A large, geographically and climatically diverse island, just off the toe of Italy, Sicily has long been recognized for its fortified Marsala wines. But it is also a wonderful source of diverse, high quality red and white wines. Steadily increasing in popularity over the past few decades, Italy’s fourth largest wine-producing region is finally receiving the accolades it deserves and shining in today's global market.
Though most think of the climate here as simply hot and dry, variations on this sun-drenched island range from cool Mediterranean along the coastlines to more extreme in its inland zones. Of particular note are the various microclimates of Europe's largest volcano, Mount Etna, where vineyards grow on drastically steep hillsides and varying aspects to the Ionian Sea. The more noteworthy red and white Sicilian wines that come from the volcanic soils of Mount Etna include Nerello Mascalese and Nerello Cappuccio (reds) and Carricante (whites).

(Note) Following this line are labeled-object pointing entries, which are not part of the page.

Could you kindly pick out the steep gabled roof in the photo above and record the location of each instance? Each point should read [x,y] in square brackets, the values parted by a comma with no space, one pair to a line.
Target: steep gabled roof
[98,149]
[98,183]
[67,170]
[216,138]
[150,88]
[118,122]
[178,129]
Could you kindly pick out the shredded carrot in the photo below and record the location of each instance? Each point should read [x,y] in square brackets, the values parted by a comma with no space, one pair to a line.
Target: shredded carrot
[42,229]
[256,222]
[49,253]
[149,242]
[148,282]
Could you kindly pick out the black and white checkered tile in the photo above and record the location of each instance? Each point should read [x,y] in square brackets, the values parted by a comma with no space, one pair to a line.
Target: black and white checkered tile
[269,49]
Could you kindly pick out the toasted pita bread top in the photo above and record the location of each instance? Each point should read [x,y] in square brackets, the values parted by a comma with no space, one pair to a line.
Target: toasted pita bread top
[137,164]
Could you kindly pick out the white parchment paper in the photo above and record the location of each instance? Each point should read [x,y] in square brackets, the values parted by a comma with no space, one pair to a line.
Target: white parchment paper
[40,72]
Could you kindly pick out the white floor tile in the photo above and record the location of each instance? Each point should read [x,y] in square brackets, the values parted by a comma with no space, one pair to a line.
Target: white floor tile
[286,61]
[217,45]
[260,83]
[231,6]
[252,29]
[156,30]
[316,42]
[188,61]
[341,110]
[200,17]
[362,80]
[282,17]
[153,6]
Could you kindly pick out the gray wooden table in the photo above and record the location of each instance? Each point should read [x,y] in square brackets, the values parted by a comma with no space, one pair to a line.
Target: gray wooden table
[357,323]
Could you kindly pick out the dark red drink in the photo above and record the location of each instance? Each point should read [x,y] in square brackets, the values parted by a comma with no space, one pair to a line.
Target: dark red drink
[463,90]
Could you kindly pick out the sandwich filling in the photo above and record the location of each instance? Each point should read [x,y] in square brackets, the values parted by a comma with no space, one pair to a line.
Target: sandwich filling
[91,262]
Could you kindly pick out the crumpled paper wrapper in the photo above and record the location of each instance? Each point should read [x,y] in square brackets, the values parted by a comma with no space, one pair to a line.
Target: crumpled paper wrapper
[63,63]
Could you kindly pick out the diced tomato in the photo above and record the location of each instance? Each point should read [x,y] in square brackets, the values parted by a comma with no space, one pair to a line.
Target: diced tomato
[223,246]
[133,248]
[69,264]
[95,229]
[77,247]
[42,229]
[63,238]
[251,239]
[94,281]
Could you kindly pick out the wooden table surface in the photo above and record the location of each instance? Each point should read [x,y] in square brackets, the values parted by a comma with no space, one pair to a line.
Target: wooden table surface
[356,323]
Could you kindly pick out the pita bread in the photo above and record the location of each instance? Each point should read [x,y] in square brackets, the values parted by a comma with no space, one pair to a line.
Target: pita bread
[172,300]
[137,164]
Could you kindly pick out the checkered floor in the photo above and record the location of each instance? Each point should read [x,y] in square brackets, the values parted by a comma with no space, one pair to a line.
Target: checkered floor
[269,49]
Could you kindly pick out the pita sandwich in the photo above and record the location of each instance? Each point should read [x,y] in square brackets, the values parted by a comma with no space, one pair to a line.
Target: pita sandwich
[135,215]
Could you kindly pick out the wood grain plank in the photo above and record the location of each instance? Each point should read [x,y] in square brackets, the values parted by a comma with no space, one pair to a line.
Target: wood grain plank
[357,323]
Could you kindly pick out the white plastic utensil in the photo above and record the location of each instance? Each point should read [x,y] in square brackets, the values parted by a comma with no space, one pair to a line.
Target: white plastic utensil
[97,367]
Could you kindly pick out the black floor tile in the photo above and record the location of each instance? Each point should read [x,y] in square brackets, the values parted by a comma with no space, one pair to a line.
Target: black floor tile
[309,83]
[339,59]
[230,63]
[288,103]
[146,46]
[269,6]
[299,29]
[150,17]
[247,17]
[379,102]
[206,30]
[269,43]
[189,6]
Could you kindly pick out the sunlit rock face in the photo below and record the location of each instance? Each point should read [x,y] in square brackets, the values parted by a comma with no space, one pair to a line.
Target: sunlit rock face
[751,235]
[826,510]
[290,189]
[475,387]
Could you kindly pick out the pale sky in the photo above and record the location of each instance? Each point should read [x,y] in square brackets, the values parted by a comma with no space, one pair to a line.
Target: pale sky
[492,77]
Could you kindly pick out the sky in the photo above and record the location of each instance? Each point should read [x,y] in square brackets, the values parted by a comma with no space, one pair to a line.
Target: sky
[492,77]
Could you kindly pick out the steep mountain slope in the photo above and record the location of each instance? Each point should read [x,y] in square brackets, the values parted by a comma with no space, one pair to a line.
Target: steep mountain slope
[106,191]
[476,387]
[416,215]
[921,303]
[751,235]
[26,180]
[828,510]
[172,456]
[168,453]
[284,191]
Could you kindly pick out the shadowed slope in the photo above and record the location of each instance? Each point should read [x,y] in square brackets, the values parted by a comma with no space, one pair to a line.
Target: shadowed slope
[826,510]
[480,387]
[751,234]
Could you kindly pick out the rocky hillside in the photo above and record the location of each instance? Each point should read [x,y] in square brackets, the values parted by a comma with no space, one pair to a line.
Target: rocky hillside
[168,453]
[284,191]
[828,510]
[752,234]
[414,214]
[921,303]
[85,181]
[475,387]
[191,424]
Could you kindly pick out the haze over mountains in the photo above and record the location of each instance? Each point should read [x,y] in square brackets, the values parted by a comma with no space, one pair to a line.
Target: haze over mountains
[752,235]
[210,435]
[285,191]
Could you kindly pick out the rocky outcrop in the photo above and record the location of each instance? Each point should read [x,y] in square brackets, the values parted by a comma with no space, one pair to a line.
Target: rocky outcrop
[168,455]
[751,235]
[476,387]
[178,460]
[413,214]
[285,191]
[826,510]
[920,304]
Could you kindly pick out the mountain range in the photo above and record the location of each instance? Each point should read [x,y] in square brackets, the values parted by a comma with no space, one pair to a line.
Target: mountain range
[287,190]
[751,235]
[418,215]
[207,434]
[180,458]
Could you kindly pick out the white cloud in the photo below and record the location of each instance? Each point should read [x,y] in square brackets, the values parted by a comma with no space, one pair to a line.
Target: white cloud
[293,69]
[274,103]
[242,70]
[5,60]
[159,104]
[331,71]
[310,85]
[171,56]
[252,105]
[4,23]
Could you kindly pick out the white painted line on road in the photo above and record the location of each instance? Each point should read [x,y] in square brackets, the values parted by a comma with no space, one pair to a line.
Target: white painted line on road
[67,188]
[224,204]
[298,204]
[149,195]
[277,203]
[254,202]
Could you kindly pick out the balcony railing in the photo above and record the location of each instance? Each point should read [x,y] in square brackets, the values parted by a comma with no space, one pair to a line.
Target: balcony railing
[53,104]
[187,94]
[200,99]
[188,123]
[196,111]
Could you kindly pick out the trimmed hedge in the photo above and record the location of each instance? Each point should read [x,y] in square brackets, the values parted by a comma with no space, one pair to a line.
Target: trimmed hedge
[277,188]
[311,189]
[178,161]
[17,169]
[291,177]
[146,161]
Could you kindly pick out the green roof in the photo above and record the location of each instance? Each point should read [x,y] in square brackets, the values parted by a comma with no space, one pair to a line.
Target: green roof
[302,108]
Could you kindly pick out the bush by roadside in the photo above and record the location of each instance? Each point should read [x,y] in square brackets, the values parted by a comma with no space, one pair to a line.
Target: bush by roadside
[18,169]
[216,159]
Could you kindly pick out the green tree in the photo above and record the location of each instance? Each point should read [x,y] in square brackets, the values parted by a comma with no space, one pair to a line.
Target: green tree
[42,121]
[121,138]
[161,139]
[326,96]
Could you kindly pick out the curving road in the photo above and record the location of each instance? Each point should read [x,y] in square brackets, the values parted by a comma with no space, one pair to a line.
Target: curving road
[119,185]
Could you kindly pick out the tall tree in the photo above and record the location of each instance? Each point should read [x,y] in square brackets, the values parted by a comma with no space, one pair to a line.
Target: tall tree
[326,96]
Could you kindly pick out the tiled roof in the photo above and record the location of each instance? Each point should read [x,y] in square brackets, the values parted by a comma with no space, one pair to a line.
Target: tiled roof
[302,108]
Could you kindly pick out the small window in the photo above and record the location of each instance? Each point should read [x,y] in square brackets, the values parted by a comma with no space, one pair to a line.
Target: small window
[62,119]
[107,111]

All share a racy streak of minerality and, at their best, bear resemblance to their respective red and white Burgundies.
Nero d’Avola is the most widely planted red variety, and is great either as single varietal bottling or in blends with other indigenous varieties or even with international ones. For example, Nero d'Avola is blended with the lighter and floral, Frappato grape, to create the elegant, Cerasuolo di Vittoria, one of the more traditional and respected Sicilian wines of the island.
Grillo and Inzolia, the grapes of Marsala, are also used to produce aromatic, crisp dry Sicilian white. Pantelleria, a subtropical island belonging to the province of Sicily, specializes in Moscato di Pantelleria, made from the variety locally known as Zibibbo.
Inzolia is a pale-skinned variety responsible for some of Sicily’s best white wines, whether on its own or blended with other varieties—namely the indigenous Grillo or Cataratto. Inzolia guises as Ansonica Bianca is Tuscany’s coastal Maremma region, competing with Vermentino for popularity. Somm Secret—Inzolia along with Grillo, are the grapes responsible for high quality Marsala.